Tragic accident sparks golf cart safety discussion - Live5News.com | Charleston, SC | News, Weather, Sports

Tragic accident sparks golf cart safety discussion


Golf cart safety laws are under the microscope in South Carolina. While they might not seem intimidating, several teens and adults have either been killed or injured on golf carts, including a 13-year-old boy in Dorchester County last week.

Whether you are looking for a quicker way to get around or are trying to save gas, golf carts are the answer for many people.

After recent accidents, including Friday's tragedy, many are wondering if the laws are strict enough.

"They can be as safe of a transportation as any other mode and they can be as dangerous as you want to make them," says Folly Beach Mayor Tim Goodwin.

Goodwin says golf carts are always on the roads in Folly Beach. He says police enforce the rules of the state when it comes to golf carts.

Drivers must be at least 16 years old with a license and a golf cart permit in order to operate a golf cart. Golf carts can't be driven after dusk and the farthest you can drive them is two miles away from your home or office.

Golf carts are only to be driven on secondary roads.

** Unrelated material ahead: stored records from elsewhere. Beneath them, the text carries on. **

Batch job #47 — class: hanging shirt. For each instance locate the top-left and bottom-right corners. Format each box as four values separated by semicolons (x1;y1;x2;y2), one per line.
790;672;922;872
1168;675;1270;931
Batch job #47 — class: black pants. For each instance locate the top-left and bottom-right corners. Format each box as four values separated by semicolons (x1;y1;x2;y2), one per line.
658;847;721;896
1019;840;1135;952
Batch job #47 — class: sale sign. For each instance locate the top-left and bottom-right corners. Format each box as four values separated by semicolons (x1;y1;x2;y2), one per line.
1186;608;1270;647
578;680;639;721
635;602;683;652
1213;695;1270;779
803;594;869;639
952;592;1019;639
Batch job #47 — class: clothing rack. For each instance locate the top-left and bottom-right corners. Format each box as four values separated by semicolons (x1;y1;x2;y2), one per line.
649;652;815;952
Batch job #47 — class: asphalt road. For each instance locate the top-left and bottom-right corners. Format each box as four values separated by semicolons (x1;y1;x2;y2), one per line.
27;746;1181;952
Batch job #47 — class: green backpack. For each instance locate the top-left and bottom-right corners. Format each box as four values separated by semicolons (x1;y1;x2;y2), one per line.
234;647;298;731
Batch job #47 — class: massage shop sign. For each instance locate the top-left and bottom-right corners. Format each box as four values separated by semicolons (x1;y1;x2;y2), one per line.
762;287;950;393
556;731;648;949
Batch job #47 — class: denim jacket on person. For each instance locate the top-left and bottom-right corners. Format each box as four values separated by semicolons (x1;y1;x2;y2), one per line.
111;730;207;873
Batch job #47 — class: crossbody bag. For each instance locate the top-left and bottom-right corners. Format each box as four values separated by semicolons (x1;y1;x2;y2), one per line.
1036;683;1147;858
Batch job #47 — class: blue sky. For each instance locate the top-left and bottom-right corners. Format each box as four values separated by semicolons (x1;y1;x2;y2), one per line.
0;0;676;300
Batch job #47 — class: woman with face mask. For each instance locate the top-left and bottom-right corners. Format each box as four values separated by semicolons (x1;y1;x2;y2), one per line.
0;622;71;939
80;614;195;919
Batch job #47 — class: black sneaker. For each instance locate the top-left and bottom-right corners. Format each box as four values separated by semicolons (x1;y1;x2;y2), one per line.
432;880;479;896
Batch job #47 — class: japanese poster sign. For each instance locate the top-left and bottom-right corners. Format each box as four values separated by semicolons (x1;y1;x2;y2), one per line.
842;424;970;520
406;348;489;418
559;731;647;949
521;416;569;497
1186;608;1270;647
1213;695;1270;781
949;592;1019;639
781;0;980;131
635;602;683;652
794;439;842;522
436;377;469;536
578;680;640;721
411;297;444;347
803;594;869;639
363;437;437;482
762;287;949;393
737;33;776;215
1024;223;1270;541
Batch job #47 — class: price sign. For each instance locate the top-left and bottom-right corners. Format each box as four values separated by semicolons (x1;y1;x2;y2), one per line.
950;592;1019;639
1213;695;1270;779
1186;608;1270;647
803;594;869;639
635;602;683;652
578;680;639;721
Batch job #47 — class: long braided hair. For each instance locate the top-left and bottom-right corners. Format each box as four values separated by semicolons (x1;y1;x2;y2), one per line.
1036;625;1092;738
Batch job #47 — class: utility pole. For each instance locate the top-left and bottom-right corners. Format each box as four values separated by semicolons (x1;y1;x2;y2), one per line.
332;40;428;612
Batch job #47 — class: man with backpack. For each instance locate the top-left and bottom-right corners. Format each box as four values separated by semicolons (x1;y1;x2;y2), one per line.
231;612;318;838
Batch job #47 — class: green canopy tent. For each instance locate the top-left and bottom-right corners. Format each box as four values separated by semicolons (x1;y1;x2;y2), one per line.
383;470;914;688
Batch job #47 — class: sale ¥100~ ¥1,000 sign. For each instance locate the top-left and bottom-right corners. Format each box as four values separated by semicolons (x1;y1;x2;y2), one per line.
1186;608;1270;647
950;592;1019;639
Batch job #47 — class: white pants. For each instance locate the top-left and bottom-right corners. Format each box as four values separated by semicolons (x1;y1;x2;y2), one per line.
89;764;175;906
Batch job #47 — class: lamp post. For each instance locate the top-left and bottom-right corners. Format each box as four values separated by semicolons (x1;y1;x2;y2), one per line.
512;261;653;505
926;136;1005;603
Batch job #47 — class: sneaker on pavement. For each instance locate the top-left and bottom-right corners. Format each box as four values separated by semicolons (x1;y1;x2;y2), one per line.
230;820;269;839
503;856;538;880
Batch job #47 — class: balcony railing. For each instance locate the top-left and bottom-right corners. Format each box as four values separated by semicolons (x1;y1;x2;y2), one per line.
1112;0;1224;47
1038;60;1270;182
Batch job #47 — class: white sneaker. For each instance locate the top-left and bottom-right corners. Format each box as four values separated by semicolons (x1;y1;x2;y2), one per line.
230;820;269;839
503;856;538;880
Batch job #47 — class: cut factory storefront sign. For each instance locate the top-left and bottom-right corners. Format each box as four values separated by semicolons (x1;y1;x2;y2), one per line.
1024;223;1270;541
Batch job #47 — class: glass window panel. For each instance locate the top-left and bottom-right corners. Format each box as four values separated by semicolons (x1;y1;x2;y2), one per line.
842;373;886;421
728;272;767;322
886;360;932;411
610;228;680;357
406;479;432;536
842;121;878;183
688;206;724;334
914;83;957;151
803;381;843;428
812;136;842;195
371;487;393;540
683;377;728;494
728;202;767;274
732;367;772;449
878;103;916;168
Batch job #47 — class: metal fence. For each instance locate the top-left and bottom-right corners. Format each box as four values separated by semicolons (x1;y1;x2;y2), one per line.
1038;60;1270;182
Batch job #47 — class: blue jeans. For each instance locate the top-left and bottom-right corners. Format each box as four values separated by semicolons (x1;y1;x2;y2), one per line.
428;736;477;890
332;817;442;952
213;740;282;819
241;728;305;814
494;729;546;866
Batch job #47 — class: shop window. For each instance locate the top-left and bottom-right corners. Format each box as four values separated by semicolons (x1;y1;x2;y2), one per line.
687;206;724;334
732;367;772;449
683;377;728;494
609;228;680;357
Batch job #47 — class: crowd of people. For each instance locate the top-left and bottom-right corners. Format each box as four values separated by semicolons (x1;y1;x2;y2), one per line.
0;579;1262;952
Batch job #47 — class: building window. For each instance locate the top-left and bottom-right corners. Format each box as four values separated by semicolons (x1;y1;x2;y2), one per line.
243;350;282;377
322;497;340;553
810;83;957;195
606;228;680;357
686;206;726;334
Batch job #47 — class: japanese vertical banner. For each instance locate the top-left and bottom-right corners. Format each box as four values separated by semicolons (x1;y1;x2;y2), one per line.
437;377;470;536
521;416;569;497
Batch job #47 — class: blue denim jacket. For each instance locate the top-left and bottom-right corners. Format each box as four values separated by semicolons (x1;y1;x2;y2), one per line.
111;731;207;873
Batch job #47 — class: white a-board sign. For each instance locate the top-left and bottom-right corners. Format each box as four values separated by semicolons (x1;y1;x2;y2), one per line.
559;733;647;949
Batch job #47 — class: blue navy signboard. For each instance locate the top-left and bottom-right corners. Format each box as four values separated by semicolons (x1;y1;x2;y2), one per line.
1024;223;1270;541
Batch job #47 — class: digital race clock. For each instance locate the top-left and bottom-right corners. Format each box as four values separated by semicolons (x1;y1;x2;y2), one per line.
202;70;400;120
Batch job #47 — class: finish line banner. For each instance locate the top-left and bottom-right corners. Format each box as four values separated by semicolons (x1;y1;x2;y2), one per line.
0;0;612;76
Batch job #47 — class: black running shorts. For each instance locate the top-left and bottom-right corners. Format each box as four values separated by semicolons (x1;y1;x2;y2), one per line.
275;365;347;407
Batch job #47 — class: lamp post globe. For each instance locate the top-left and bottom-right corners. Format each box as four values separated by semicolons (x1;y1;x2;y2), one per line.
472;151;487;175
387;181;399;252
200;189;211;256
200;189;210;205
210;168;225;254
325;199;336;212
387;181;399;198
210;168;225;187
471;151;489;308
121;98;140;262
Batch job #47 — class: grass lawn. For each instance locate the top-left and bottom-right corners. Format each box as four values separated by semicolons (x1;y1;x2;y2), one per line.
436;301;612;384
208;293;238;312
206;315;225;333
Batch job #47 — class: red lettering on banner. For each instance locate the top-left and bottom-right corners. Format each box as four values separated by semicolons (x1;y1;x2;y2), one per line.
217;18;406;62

On Folly Beach, Center Street is a primary road.

"You can drive east to west but not north to south," Goodwin said.

Rep. Chip Limehouse says the golf cart laws may not be strict enough.

"Golf carts are not toys and you can get hurt badly in a golf cart," Limehouse said.

Limehouse added that seatbelts are just one safety precaution he would like to see required.

"I think another thing to look at is head protection," Limehouse said. "That might be something we need to look at. We need to hold hearings, find out what other states are doing and go from there."

There have been at least seven accidents across the state this year. The victim in Friday's accident fell out of the golf cart sometime after school. He died Sunday from head trauma.